Skiello has few clothes, and is proudly reluctant to let his family buy him new ones.
“He’s been getting looks from society because he’s looking pretty rough,” Dudley says, adding that Skiello noticed people staring during a recent trip to Walmart.
“That kind of hurt, that he’s noticing that people are seeing he’s looking tattered.”
Skiello is currently in temporary shelter provided by the Red Cross. Another non-profit has helped him find a short-term apartment to move into, and will work with him to find long-term housing.
But the process of finding support in the immediate aftermath of the accident was frustrating for Dudley, who says it would have been virtually impossible for Skiello to navigate the system himself.

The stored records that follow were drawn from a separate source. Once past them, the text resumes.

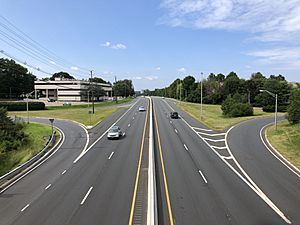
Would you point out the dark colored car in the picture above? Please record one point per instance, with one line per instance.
(174, 115)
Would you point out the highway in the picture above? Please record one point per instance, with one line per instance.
(203, 176)
(204, 184)
(97, 189)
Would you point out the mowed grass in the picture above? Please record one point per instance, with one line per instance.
(78, 113)
(38, 134)
(213, 117)
(286, 139)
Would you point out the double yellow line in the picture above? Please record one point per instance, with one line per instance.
(138, 170)
(163, 171)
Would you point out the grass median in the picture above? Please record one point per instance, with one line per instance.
(78, 113)
(213, 117)
(286, 140)
(38, 136)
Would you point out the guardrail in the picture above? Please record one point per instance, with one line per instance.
(8, 176)
(152, 218)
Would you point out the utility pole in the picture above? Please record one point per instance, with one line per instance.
(92, 92)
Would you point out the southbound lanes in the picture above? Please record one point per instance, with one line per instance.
(202, 188)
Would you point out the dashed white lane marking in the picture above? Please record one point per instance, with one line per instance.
(213, 140)
(220, 148)
(111, 154)
(227, 157)
(212, 135)
(86, 195)
(198, 128)
(203, 177)
(25, 207)
(186, 148)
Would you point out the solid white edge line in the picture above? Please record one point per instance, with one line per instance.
(186, 148)
(25, 207)
(278, 156)
(44, 160)
(111, 154)
(247, 181)
(203, 177)
(86, 195)
(92, 145)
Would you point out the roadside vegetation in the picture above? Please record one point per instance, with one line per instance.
(78, 113)
(19, 141)
(286, 139)
(213, 116)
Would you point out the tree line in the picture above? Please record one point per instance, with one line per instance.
(216, 88)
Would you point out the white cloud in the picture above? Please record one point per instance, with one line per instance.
(74, 68)
(182, 70)
(266, 21)
(113, 46)
(151, 78)
(119, 46)
(281, 57)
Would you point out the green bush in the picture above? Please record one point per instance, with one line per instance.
(294, 107)
(22, 106)
(233, 107)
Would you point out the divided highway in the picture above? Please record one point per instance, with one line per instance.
(203, 176)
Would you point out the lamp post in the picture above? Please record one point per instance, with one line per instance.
(276, 104)
(27, 105)
(201, 108)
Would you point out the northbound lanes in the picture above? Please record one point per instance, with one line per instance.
(97, 189)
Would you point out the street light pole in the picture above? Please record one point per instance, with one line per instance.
(276, 104)
(201, 96)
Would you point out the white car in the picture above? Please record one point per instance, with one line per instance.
(142, 108)
(115, 133)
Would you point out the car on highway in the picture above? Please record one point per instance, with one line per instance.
(174, 115)
(115, 133)
(142, 109)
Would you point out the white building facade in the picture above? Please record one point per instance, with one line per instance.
(69, 90)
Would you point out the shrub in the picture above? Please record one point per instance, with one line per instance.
(231, 107)
(294, 107)
(22, 106)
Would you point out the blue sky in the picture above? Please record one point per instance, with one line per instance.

“I found it very hard to find any help here. B.C. has a hundred thousand different social service programs but they’re referral programs, everyone will refer you on to another organization. No one can actually help get what you need,” she says.
The one bright spot has been the support shown by neighbors.
“The neighbours have been a blessing, and I’m assuming they will continue to be a blessing for him because he will continue to return to the site. It’s his home.”
Several donations to the online fundraiser are from neighbours.
“This is our neighbor right beside us! Manfred has had health issues this year and this traumatic incident has absolutely devastated him! He can’t get into his house at this point, had no insurance and is basically left homeless. Please help,” reads one post.
“Just a caring and concerned neighbour,” reads another.
Settlement with ICBC pending
A spokesperson with ICBC tells NEWS 1130 that the RV driver’s insurance will compensate the homeowner.
“ICBC has expedited this claim and has been in regular communication with the customer and his family. All outstanding information was received last week and we contacted the customer to discuss a settlement,” reads an email.
The corporation also says that the house is too unstable to be covered, or emptied.
“ICBC has been advised by a structural engineer that it’s not safe to put a tarp over the home or to remove the contents.”